Chapter 8. Storage and Indexing
Where does a DBMS store persistent data?
A DBMS stores vast quantities of data, and the data must persist across program executions. Therefore, data is stored on external storage devices such as disks and tapes
Positive side of using composite key index
A composite key index can support a broader range of queries because it matches more selection conditions. Further, since data entries in a composite index contain more information about the data record (i.e., more fields than a single-attribute index), the opportunities for index-only evaluation strategies are increased.
Primary keys and secondary keys
An index on a set of fields that includes the primary key is called a primary index; other indexes are called secondary indexes.
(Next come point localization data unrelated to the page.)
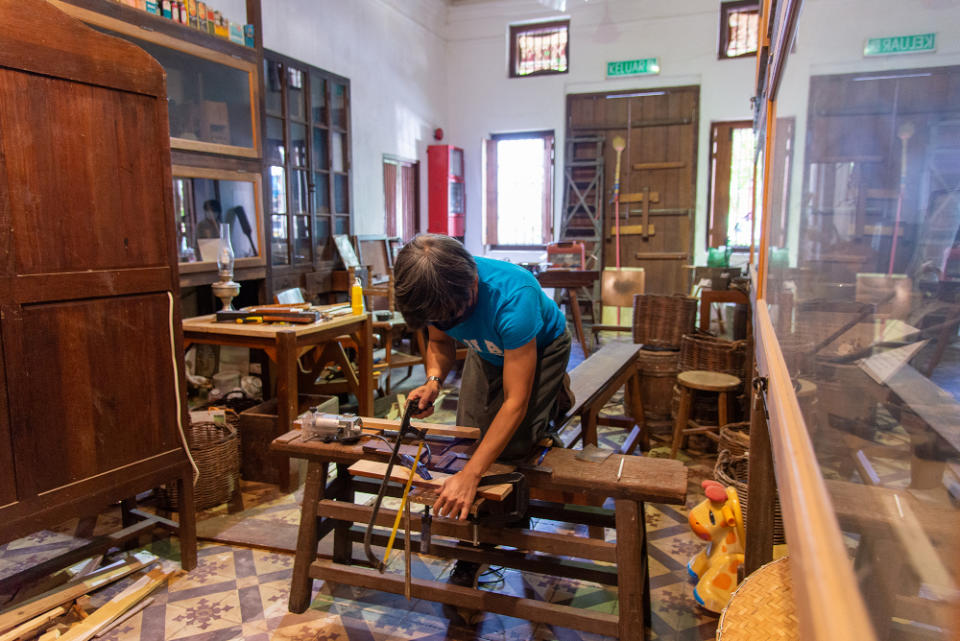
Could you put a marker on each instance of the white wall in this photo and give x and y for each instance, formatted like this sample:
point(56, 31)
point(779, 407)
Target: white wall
point(482, 99)
point(393, 53)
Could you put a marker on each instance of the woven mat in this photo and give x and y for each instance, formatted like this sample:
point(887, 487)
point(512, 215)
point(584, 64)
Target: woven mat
point(762, 608)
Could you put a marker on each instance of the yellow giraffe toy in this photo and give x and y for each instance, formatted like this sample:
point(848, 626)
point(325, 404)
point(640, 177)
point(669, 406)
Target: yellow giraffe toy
point(719, 520)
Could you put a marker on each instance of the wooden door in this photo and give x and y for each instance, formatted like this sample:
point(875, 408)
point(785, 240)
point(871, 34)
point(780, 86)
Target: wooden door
point(657, 177)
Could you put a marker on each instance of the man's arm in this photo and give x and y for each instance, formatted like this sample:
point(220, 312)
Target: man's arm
point(438, 361)
point(459, 490)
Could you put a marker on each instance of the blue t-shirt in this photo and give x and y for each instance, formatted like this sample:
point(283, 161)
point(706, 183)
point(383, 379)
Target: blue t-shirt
point(511, 311)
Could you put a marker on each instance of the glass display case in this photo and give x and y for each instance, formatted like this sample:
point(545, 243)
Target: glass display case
point(205, 199)
point(861, 305)
point(307, 161)
point(212, 97)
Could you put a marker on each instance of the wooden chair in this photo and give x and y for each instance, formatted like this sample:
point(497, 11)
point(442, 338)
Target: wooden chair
point(617, 287)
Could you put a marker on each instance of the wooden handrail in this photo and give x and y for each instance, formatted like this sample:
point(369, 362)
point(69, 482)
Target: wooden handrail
point(828, 600)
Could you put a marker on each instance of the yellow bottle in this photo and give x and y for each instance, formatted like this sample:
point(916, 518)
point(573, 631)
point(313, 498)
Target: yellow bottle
point(356, 298)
Negative side of using composite key index
Composite index must be updated in response to any operation (insert, delete, or update) that modifies any field in the search key. A composite index is also likely to be larger than a single-attribute search key index because the size of entries is larger. For a composite B+ tree index, this also means a potential increase in the number of levels, although key compression can be used to alleviate this problem (see Section 10.8.1).
How does a DBMS bring data into main memory for processing?
Data is fetched into main memory as needed for processing. Data is read into memory for processing, and written to disk for persistent storage, by a layer of software called the buffer manager. When the files and access methods layer (which we often refer to as just the file layer) needs to process a page, it asks the buffer manager to fetch the page, specifying the page's rid. The buffer manager fetches the page from disk if it is not already in memory.
Delete a record
Delete a record that is specified using its rid. We must identify the page that contains the record, fetch it from disk, modify it, and write it back. Depending on the file organization, we may have to fetch, modify, and write back other pages as well.
The cost of page I/O (input from disk to main memory and output from memory to disk)
Dominates the cost of typical database operations, and database systems are carefully optimized to minimize this cost.
Scan operation
Fetch all records in the file. The pages in the file must be fetched from disk into the buffer pool. There is also a CPU overhead per record for locating the record on the page (in the pool).
Search with Range Selection
Fetch all records that satisfy a range selection; for example, "Find all employee records with age greater than 35."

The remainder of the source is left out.